Tuesday, June 10, 2008

Bowled Over

There's simply too much to be accomplished and I'm running out of the necessary time and energy. Where are the promised vacation pics? Still in my camera...along with the better part of Becca's memory book. AND SHE'S ALMOST A YEAR-AND-A-HALF OLD. She'll never forgive me if I don't get going on that.

But she may also not forgive me for taking her to Mother's Day Out, where she got so thoroughly upset today that she vomited all over herself. I was putting in a few hours at the company I used to work for (what? and you're moving on THURSDAY? well, see if I didn't go in and work I would have been kicked off of Creative-On-Call, so I kinda had to, despite all the other chaos...). So I'm wracked with guilt, stress over freelance and Creative-On-Call hours, exhaustion from a family wedding this weekend, and a house that needs to be packed and cleaned. And did I mention The Banker turns 30 this weekend?

So what the hell am I doing on here?

I'll try to be back when this overwhelming chaos subsides. And if I promise pictures and fresh cookies, will you come back?

Monday, June 02, 2008

A Hasty Retreat

Was it just last week I departed for Grand Cayman? Where did the time go? And how can I adequately encompass all that that retreat entailed and meant? And do I really have time, given that I need to complete three freelance articles, pack up an entire home, get Becca to her first day of Mother's Day Out, and somehow make time to help out my old company?

Okay, so we'll give it a quick go: Private villa at the Ritz. Needless to say, a girl could get accustomed to that lifestyle. If she were made of money and $20 drinks didn't make her throat seize up. The beach was gorgeous, the digs incredibly posh, the sunsets amazing. I saw two sea turtles while scuba diving and touched sting rays and an eel while snorkeling. Loved, loved, loved it.

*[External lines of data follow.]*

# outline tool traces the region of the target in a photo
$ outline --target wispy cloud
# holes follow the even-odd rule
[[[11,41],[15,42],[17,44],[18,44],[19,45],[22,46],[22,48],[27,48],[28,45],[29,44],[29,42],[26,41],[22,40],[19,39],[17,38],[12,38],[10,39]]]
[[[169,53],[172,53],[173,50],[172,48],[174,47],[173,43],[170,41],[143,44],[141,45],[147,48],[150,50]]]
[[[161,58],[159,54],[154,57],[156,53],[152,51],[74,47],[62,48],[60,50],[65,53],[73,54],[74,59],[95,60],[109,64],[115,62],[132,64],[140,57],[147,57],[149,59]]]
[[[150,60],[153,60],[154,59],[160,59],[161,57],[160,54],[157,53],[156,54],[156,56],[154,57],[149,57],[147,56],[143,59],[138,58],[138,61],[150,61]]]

The company: I knew only one of the gals on this trip (an amazing friend who kindly asked me to join her. Um, THANK YOU). The other three were strangers to me--two single, one married. I think I could get along great with all of the gals, sans one, who'll we'll get to shortly.

The neighbors: Six married men in their 40s. All fathers. They spotted us on our patio (by the private plunge pool, natch), and invited us over for a drink. I hesitated, but the consensus was it was harmless fun, right? Well, it quickly became apparent that these millionaires (most of who graciously let us know their financial status), put higher stock in their investment funds than in their marriages. And that one aforementioned gal? The tall, beautiful party girl from L.A. who bedded a Coast Guard member during our stay? Well, apparently she took it upon herself to sleep with TWO of these men...unbeknownst to my friend and me, as we'd retired early in preparation for the next day's flight.

I'm disgusted by both the single party girl and the two married men. Not that these things overshadowed my incredible trip--far from it--but they did make me so very, very thankful for the family I have. Who were waiting excitedly at the airport for my return. Pictures later, but now, I have china and crystal to pack.